Mlliyet Milliyet Blog Milliyet Blog
 
Facebook Connect
Blog Kategorileri
 

03 Mayıs '09

 
Kategori
Güncel
 

Son İsteğin..? Çocukluğumu yaşamak..!

Son İsteğin..? Çocukluğumu yaşamak..!
 

''Dünyada; kendi gibi, kalabilmek kadar zor bir şey yoktur.'' (Dostoyevski)

Sevgili Dostlar; Bu sabah okuduğum en hazin haber, 23 yaşındaki İran'lı, Dilara Darabi'nin hazin hikayesiydi aslında...

Milliyet ana sayfada yer alan şok haber başlıklı;

''Dünya ayağa kalktı, bu idamı durduramadı..!''

Evet sevgili dostlar;

''İran'da tartışmalı bir idam daha gerçekleşti. 23 yaşındaki Dilara Darabi'nin idam nedeni, 17 yaşında işlediği iddia edilen bir cinayet. Olay gerçekleştiğinde Dilara'nın reşit olmaması ve suçunun tam olarak kanıtlanmaması,

İddiaya göre, Dilara 17 yaşındayken kendisinden 2 yaş büyük erkek arkadaşıyla hırsızlık için bir yakınının evine girdi. Olayda bıçaklanan Dilara'nın yakını hayatını kaybetti.
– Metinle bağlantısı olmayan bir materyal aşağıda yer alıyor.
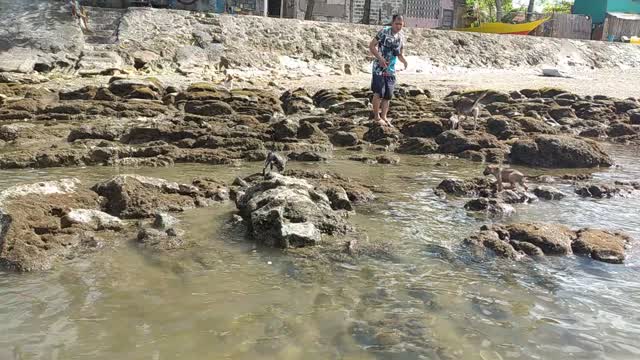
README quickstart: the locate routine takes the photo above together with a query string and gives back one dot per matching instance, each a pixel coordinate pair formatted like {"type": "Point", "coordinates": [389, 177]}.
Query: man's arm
{"type": "Point", "coordinates": [402, 59]}
{"type": "Point", "coordinates": [373, 48]}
Dilara ilk ifadesinde suçunu itiraf etti, "Cinayeti ben işledim" dedi; ardından ifadesinden vazgeçti, erkek arkadaşının "Yaşın küçük idam cezası almazsın" diyerek kendisini kandırdığını söyledi.

Ancak Dilara, sadece ilk ifadesi dikkate alınarak suçlu bulundu ve idama mahkum edildi.

Başta İnsan Hakları İzleme Örgütü ve Dünya Af Örgütü olmak üzere birçok insan hakları kuruluşu Dilara'yı kurtarmak için harekete geçti ancak başarılı olamadı.

Dilara'nın cezası cuma günü infaz edildi...'' (Milliyet-Dünya)

Sevgili Dostlar; bu okuduğunuz haberin içerisinde, bana göre her şey mevcut... Yani; öncelikle bir insan, bir kız çocuğu var... gençlik var... arkadaşlık ve hatta adına; sevgi denilen, belki de Platonik bir ilgi belirtisi var... macera arayışı... belkide; oyun amaçlı yapılan bir eylem, ama işin ucunda, ipin ucunun kaçması da var... Kandırılmaya müsait bir beyin... belki de, aklını çelme var...

Bu kadar...

Ama; işin diğer tarafından bakıldığında ise, belki de bir hiç yüzünden hayatını kaybeden bir insanın, arkasında bıraktığı gözü yaşlı yakınlarının acısı daha fazla var... Fakat; bütün bunların bir diyeti, bir bedeli olması gerekiyordur..!? Bunu da sağlayacak olan en güçlü, en kuvvetli şey ise, Adalet Mekanizmasıdır...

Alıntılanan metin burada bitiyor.